Survey respondents for the Emerging Trends in Real Estate 2010 Forecast predict that commercial real estate vacancies will continue to increase as rents fall among all property sectors before the market bottoms out next year.

Among the property types, the survey found declines or nearly record lows in investment sentiment for almost every property type. According to the report, development prospects are “largely dead,” office, retail and hotels have sunk to “abysmal” levels, and warehouse and apartments scored “modestly poor.”

The report also indicated that declining property values of 40 percent to 50 percent off 2007 market peaks are expected.

And though the debt markets are expected to rebound next year, the report contends, it will remain “far from normalized” in the wake of unprecedented de-leveraging and any lending will be conservative and expensive.
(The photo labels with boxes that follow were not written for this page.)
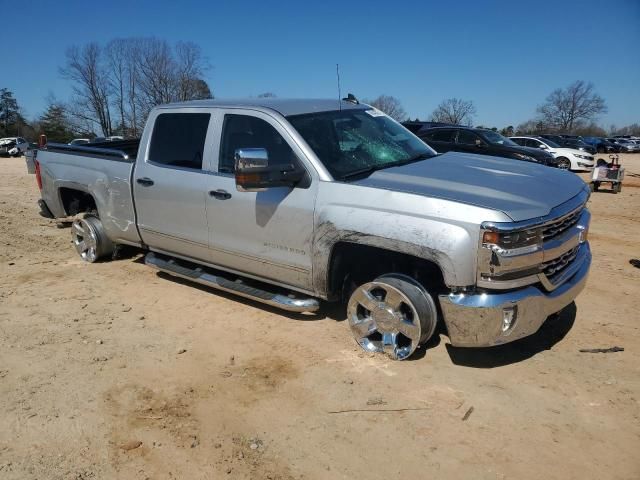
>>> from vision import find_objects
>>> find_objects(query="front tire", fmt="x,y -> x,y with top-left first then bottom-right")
558,157 -> 571,170
71,215 -> 113,263
347,274 -> 438,360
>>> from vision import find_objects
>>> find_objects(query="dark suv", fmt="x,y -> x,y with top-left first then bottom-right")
416,127 -> 558,167
540,133 -> 596,155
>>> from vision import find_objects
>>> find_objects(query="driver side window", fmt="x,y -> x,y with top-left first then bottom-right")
218,114 -> 299,173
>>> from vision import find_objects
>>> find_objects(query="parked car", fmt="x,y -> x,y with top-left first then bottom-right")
510,137 -> 594,171
540,133 -> 596,155
31,98 -> 591,359
0,137 -> 29,157
583,137 -> 620,153
607,138 -> 640,153
417,126 -> 558,167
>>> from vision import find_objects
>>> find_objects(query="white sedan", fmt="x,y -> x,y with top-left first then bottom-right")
510,137 -> 594,171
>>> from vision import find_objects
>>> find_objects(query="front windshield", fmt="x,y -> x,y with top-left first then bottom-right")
482,130 -> 520,147
287,109 -> 436,179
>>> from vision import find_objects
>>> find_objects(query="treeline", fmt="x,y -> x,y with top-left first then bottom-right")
368,80 -> 640,137
0,54 -> 640,142
0,38 -> 213,142
60,38 -> 213,137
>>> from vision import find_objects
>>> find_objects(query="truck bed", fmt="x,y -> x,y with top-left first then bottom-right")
47,138 -> 140,161
36,139 -> 140,245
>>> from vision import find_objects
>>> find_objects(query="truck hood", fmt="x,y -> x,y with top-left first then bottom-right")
353,152 -> 586,222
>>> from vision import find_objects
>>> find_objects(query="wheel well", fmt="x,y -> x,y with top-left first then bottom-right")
60,187 -> 98,216
328,242 -> 445,300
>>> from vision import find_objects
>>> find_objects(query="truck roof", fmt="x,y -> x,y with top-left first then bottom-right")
157,98 -> 371,117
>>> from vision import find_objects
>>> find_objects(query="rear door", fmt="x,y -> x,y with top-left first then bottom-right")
133,108 -> 215,260
206,109 -> 318,290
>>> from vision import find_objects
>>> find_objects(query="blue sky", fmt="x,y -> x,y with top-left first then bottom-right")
0,0 -> 640,127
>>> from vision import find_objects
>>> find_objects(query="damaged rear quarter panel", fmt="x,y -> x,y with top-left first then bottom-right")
312,182 -> 507,298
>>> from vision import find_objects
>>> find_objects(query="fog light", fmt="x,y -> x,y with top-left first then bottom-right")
502,305 -> 518,334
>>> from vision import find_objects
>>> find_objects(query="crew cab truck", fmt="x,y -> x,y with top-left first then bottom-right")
36,99 -> 591,359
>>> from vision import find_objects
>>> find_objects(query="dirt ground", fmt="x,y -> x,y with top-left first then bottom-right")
0,155 -> 640,480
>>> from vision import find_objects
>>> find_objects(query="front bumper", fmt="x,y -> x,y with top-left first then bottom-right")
440,246 -> 591,347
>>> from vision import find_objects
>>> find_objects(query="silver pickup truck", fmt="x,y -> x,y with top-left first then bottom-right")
36,99 -> 591,359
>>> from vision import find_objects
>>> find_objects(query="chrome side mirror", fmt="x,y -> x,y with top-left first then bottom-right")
234,148 -> 305,192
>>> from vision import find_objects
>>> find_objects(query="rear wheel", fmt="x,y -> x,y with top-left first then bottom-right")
558,157 -> 571,170
71,215 -> 113,263
347,274 -> 438,360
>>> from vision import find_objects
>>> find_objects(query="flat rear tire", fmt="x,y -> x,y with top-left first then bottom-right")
71,215 -> 114,263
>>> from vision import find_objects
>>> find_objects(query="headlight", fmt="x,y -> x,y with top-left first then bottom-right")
482,228 -> 542,253
513,153 -> 538,162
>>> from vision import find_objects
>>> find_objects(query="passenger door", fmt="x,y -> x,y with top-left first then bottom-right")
207,110 -> 318,291
133,109 -> 213,261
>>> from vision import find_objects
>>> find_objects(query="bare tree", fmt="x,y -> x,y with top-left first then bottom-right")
60,42 -> 112,135
538,80 -> 607,132
61,38 -> 213,136
105,39 -> 130,135
175,42 -> 213,101
431,98 -> 476,125
363,95 -> 407,122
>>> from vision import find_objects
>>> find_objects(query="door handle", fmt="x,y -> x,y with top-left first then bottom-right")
209,189 -> 231,200
136,177 -> 153,187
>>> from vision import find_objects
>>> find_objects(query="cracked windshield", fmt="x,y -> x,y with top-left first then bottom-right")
288,109 -> 435,180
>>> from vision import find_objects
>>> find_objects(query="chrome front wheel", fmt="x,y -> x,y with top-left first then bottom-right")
347,274 -> 437,360
71,216 -> 113,263
558,157 -> 571,170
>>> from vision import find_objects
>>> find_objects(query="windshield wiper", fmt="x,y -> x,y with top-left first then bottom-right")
340,152 -> 433,180
385,152 -> 434,168
340,165 -> 386,180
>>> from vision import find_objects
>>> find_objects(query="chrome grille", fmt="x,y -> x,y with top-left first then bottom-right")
542,207 -> 584,240
542,245 -> 580,277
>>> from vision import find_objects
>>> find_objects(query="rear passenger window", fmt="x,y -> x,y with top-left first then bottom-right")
458,130 -> 480,145
218,115 -> 298,173
427,130 -> 455,142
149,113 -> 211,170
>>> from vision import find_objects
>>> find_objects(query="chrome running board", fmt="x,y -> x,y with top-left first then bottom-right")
144,252 -> 320,312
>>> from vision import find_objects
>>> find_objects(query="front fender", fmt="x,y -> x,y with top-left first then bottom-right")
312,205 -> 479,297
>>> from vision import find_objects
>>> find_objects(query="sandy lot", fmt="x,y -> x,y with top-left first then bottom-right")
0,155 -> 640,480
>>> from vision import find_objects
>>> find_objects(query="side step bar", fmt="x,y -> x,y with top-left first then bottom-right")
144,252 -> 320,312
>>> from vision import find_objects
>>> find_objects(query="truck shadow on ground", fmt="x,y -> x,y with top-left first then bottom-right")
446,302 -> 577,368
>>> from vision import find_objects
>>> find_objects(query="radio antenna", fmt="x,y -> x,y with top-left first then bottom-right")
336,63 -> 342,110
“Only cash buyers will benefit from the emerging opportunities,” said Tim Conlon of PricewaterhouseCoopers. “Investors will need to be patient and transaction trigger points will be improving job numbers, visibility into asset pricing and stepped-up tenant deals. Equity investors will need to focus on quality assets and expect to hold for at least a five- to seven-year period during the recovery, allowing fundamentals to slowly improve.”

Survey participants believe markets performing well before the crash should fare better coming out of the recession and that investors will favor “global gateway markets” on the East and West Coasts.